Maricopa Police Chief Steve Stahl hosted Coffee with the Chief Saturday at City Hall. Photo by Raquel Hendrickson

When schools call police to campus, the police become instruments of the school rather than the other way around.

“We operate within the confines of their rules,” Maricopa Police Chief Steve Stahl said.

In the wake of an alleged bomb threat at Maricopa High School Sept. 23, school lockdowns were the theme of the monthly “Coffee with the Chief” gathering Saturday.

MPD had two school lockdowns that week. After the high school, Maricopa Elementary School shut down when a student reported seeing a suspicious person on campus.

Police response depends on the nature of the threat at a school. If it is a vague bomb threat, like that received by MHS, the school administration makes the decision whether to go into lockdown or evacuation mode.

In the MHS situation, the school did both.

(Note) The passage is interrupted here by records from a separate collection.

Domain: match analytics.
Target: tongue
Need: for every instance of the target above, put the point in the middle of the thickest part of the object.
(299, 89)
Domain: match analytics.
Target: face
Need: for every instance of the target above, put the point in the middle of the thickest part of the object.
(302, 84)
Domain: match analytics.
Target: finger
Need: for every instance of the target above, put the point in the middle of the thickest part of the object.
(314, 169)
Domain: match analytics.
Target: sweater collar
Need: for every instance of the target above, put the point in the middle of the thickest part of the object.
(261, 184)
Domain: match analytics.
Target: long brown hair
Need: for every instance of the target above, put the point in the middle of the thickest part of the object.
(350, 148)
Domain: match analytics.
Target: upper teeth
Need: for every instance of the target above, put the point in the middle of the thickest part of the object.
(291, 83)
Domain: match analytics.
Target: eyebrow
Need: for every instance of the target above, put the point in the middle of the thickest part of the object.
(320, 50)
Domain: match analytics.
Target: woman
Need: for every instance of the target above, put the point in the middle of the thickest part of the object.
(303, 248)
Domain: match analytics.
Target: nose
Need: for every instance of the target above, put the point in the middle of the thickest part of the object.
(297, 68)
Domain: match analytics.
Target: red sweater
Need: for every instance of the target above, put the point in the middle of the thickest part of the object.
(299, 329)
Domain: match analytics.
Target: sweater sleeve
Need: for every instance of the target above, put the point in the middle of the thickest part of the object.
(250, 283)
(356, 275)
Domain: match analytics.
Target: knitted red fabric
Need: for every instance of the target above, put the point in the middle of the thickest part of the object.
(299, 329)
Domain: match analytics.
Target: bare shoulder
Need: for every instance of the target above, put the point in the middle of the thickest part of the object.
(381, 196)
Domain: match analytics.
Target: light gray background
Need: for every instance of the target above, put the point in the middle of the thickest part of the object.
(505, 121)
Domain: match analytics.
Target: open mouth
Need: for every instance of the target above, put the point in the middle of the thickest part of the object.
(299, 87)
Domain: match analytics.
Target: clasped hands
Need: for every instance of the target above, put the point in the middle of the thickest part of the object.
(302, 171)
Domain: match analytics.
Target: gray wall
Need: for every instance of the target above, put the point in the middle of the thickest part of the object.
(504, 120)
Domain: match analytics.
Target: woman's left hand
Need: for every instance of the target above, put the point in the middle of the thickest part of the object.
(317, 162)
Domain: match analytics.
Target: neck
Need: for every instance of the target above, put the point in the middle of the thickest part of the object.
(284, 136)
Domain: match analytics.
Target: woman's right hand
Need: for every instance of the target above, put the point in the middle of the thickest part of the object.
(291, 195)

The administrators initially locked down the school and then later moved the students to the football field.

“As students we are not really told anything,” said Na-Talya James, a member of Maricopa’s Youth Council. “I need to know more. Like, what can I do? We ask the teachers and they can’t really tell us anything.”

Stahl said MPD could do more to prepare students.

“We teach the staff and rely on the staff to teach the students,” he said.

Whether it is a verified threat or a suspected threat, police come onto the campus at the request of the school and a lockdown is the school’s decision. “The school belongs to the school,” Stahl said.

School staff members are the best judge of what is unusual, he said.

“We don’t know what looks suspicious,” he said. “We don’t know the who, what or how. What we need to know is where to search.”

Police will walk the campus with a custodian or safety officer and use the school’s own safety rules to find the most vulnerable areas. “That way we are not wasting resources,” Stahl said.

Stahl said if a suspicious object like an unclaimed box or bag is found in the investigation of a bomb threat, everyone within at least 300 feet is evacuated.

Most lockdowns initiate within the school, but Stahl said there are occasionally situations in which MPD requests a campus to go into lockdown. In the past year that has occurred when law enforcement raided a drug house several blocks away from a school and when a potentially armed domestic-violence suspect was on the run through a neighborhood by a school.

Only two schools in the Maricopa Unified School District have surveillance cameras. “That is not sufficient,” Stahl said. He said it would be a big investigative help if all schools had cameras. He said it would help with campus safety and apprehension of suspects.